The people surrounding the table had dispersed at full throttle, not wanting to deal with an overeager literature professor, his grueling lectures about ruthless modernity and the social turmoil brought about by capitalism, and his unbounded literary ambitions. It was not the first time his friend had disrupted a shindig to drunkenly chronicle an essay or a metrical composition he was obsessed with at the moment, turning these hell-raising keggers into uneventful book club meetings (to be fair, he had successfully converted some of them into actual bibliophiles, meeting up on Saturday evenings to read a book by Ursula K. Le Guin or another author he could not pronounce the name of over pastries and tea, sporadically, a bucket of chicken and a glass of beer). Jeonghan had always been a decidedly funky but articulate drunk and Seungcheol was very, very endeared, discernibly so.
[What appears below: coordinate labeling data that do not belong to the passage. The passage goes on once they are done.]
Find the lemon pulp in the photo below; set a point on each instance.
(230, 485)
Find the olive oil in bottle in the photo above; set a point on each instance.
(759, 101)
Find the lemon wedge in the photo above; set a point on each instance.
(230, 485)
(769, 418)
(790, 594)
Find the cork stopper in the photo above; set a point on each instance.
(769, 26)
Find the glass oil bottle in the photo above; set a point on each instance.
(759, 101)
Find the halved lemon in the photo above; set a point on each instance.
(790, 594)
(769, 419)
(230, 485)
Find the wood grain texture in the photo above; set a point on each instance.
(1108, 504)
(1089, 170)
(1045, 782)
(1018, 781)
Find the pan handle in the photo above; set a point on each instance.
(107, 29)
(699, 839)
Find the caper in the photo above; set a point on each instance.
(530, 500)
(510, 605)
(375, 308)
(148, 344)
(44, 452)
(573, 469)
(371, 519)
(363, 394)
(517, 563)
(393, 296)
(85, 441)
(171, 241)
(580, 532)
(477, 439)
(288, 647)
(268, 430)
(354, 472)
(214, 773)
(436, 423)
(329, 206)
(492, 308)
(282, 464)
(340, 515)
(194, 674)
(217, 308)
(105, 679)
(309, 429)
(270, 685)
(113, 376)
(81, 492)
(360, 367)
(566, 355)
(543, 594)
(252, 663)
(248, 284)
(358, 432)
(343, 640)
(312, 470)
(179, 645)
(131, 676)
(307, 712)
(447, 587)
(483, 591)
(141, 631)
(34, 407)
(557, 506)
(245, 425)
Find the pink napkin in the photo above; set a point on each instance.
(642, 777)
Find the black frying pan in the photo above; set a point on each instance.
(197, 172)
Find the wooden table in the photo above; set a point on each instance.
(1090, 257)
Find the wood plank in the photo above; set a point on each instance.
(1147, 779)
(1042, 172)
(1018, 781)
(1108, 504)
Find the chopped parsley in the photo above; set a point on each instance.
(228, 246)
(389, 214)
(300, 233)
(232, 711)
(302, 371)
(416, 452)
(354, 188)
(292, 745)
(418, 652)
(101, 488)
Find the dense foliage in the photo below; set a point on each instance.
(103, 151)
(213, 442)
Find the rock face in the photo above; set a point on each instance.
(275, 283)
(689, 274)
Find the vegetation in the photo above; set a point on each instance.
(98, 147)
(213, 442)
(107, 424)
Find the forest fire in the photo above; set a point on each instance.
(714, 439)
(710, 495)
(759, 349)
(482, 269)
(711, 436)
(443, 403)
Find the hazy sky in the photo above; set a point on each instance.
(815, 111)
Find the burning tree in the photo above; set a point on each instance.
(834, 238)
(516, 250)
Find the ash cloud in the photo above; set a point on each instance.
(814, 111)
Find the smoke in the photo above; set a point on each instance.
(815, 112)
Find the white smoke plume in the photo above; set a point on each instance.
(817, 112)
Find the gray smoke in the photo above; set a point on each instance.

"Ya! Where are you going? I haven't said a single line yet! I promise not to talk about Anne Carson again!" Jeonghan had bellowed, forthright in his discontent, childishly stomping his feet on the table. Said man already had his lips pursed and arms crossed in petulant indignation. His heart should have not done multitudinous somersaults at the sight of his friend's adorable hijinks.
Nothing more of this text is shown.